I cannot imagine how the people around Varadero the Cuban tourist paradise must be feeling with this storm never moving away. Exhaustion is setting in on this side of the Straits and I wish Irma would get on with it and go away. As of midnight it seems like we will have  another dozen hours of wind and rain and cold prying storm fingers trying to find their way into our serene work bubble we call the police station.

16 comments:

Anonymous said...

Thanks for this update and local view. May you and yours and the first responders have what you need to endure this storm.

Anonymous said...

So I guess it's getting hairy around there?

Anonymous said...

The guys on advrider battle scooter are wondering about you . Just thought to pass it on.
http://advrider.com/index.php?threads/been-a-while-since-weve-seen-conchscooter.1254153/#post-33162772

David Masse said...

Be safe Michael. I can't imagine.

Cody goldman said...

Thank you for the post, as I write this the eye is over you, please move faster Irma, just move on. I hope we here from you soon.

Anonymous said...

Thank you for posting! Be safe.

Mike from the loop road

Denise Kean said...

Be safe, thanks for posting!!!!

Anonymous said...

Be safe our prayers are with you
Mike E

Trobairitz said...

So glad you are in a safe space at headquarters. We've been thinking of you and hoping things go as smooth as they can with a hurricane.......Thanks for keeping us posted.

Anonymous said...

Hoping you and your family are safe. Thank you for the updates.

Steve Williams said...

The relentless nature of the storm has to be the worst. I remember spending a night in a tent during a backpacking trip in a storm that I thought would never end. And that was only two hours.
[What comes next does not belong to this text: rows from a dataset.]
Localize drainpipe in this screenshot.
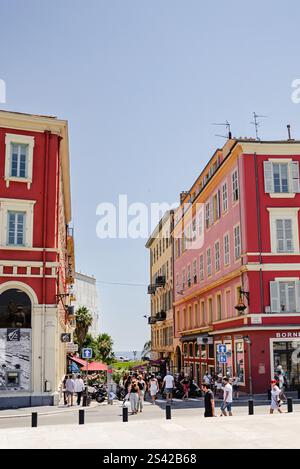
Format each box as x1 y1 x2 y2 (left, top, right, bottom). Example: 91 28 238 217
254 153 264 314
41 131 50 393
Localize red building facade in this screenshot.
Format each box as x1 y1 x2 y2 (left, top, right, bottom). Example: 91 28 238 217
0 110 74 408
173 138 300 394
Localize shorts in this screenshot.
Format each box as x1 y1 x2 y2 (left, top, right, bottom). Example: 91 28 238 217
165 388 173 393
221 401 232 412
66 391 73 397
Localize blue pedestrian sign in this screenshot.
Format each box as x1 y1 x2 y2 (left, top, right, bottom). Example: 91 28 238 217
82 348 92 359
217 344 227 354
218 353 227 363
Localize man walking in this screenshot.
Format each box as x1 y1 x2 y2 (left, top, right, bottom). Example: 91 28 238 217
74 374 85 405
163 370 175 404
201 383 216 417
65 374 75 406
221 377 233 416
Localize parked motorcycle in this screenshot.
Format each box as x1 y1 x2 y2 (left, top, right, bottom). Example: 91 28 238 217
88 383 107 403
The wind has probably picked up since you posted. Hope the bubble holds. And pray no stray dogs come to the window and all are safe and sound somewhere.

Michael Webber said...

Stay safe Michael
Still waiting to hear how you all are down there

MyamuhNative said...

Worried about you Michael!
Hoping roads are passable to get you home when you are able.
Reports from Tavernier\key largo are grim.
Still haven't heard much about Big Pine and Bahia Honda.
If your wife and rusty need a stop in the way home, they have a place in Citrus county with us

Sandi Foster said...

just thinking about you... hope to read a new blog soon

Louis Vetter said...

Hope to hear something soon..

irondad said...

So glad you are able to update us here. Been worried about you two. Texted cell numbers I had listed but didn't know if they still worked. Then I thought, why not check the blog? So awesome to see. Hoping for the best for you.